Gavin Magazine, May 11, 2001 – Archived
In the previous issue of Gavin, I applied the product adoption curve to the current “Is Country Music Boring?” debate. I hope that dose of industrial psychology made you not only see things a little differently, but also made you think, talk, imagine, plan….even scheme.
The product adoption curve is about people, not products, but the two follow a similar pattern. Products, including country music and country radio, have life cycles. At the beginning of the cycle, there are few profits as companies work to expose their products, build new channels of distribution, and create distinctive brands or, in country’s case, sounds. In the middle stages, as the product is adopted, the excitement grows. Everybody joins, competition heats up, the money rolls in, and you have a lot of knock-offs. (Remember the “hat” acts?)
But at the end, the product becomes a commodity, like salt or sugar. Price becomes a big issue. Consolidation occurs, and there is a shake out. Growth slows because the market has peaked. The Suits at corporate wants to cut costs. It seems to be all about efficiency, volume and money. Some folks can’t accept this, and expect for things to just go on like they did in the good old days. (“Why aren’t your numbers like they were in ’96?”) And, there is a lot of bickering, reminiscing and grief over the loss of something that was really great.
Take your own guess as to when the current product cycle for country radio started. My notion is that it started with the Class of 1990: Garth, Clint, etc. Now that era is over, and a new one has not begun. And if one does, it will likely reflect all of the changes that have occurred in the past few years: consolidation, corporate mentality, profit-centered business, and a new, more complicated relationship between radio and records.
One of the big challenges will be centralization.

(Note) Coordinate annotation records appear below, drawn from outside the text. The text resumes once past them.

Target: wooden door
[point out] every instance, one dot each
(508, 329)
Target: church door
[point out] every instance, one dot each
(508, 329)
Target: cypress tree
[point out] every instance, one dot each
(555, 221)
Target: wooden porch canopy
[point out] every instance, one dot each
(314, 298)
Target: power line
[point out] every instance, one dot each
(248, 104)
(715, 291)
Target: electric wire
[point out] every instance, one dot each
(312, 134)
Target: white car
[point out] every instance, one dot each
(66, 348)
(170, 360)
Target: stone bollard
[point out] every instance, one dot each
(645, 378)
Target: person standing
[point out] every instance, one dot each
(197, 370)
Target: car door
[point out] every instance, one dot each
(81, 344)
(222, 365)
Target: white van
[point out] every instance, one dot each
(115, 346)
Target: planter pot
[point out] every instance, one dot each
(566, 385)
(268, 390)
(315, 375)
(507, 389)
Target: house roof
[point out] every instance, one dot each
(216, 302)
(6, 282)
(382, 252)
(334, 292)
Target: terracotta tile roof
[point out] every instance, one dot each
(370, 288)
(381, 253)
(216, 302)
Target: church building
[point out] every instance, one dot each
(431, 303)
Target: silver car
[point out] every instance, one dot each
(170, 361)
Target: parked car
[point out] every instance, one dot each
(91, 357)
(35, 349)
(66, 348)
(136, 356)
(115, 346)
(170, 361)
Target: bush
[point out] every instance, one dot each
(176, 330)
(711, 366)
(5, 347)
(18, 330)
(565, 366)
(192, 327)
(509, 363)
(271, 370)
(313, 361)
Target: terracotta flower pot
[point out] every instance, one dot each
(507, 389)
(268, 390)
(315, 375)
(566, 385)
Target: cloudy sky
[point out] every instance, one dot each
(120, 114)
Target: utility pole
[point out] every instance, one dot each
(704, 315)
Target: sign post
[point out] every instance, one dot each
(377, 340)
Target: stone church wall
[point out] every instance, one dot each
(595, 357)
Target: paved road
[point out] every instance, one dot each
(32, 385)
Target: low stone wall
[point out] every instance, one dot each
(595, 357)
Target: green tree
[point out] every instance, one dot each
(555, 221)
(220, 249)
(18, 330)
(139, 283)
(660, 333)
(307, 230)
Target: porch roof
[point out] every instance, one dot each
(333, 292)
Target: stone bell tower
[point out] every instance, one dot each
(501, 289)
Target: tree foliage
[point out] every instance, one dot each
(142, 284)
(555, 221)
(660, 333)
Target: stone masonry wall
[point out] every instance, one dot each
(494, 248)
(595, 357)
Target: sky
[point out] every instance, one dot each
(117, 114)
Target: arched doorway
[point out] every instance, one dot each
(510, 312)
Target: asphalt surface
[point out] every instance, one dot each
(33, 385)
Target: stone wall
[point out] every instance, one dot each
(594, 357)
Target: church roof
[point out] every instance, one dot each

In the past, innovators and early adopters at local, mom-and-pop stations created the new product cycles. They broke a new record, tried a really strange new programming idea and took other risks. If the new idea caught fire, it spread across the format.
Nowadays, centralized decisions on programming and music, along with corporate accountability for Big Numbers, make innovating much harder. But if you don’t grow, you rot. This may give a new urgency to the questions posed in the previous article on product adoption. Exactly where are the innovators now? Are they free to innovate? Are there corporate mechanisms for innovation that can escape the pressures for Big Numbers Today? Has anybody with power and influence tackled this dilemma yet? Looking at your own situation, do you personally have any perspective or wisdom to share?
These questions are urgent because we are not sure when/if a new product cycle will begin for country radio. There are no guarantees. Several new media are setting up to challenge radio’s power. The old business model that made for such a good marriage between radio and records is under pressure. Country radio has “refreshed” the old product all that it can. The new era will be ushered in not by an extension of what country radio is now, but by a revolution.
The question is, who will lead it, and how? And, given the who-would-have-thought-it nature of revolutions, is there any reason why it can’t be you?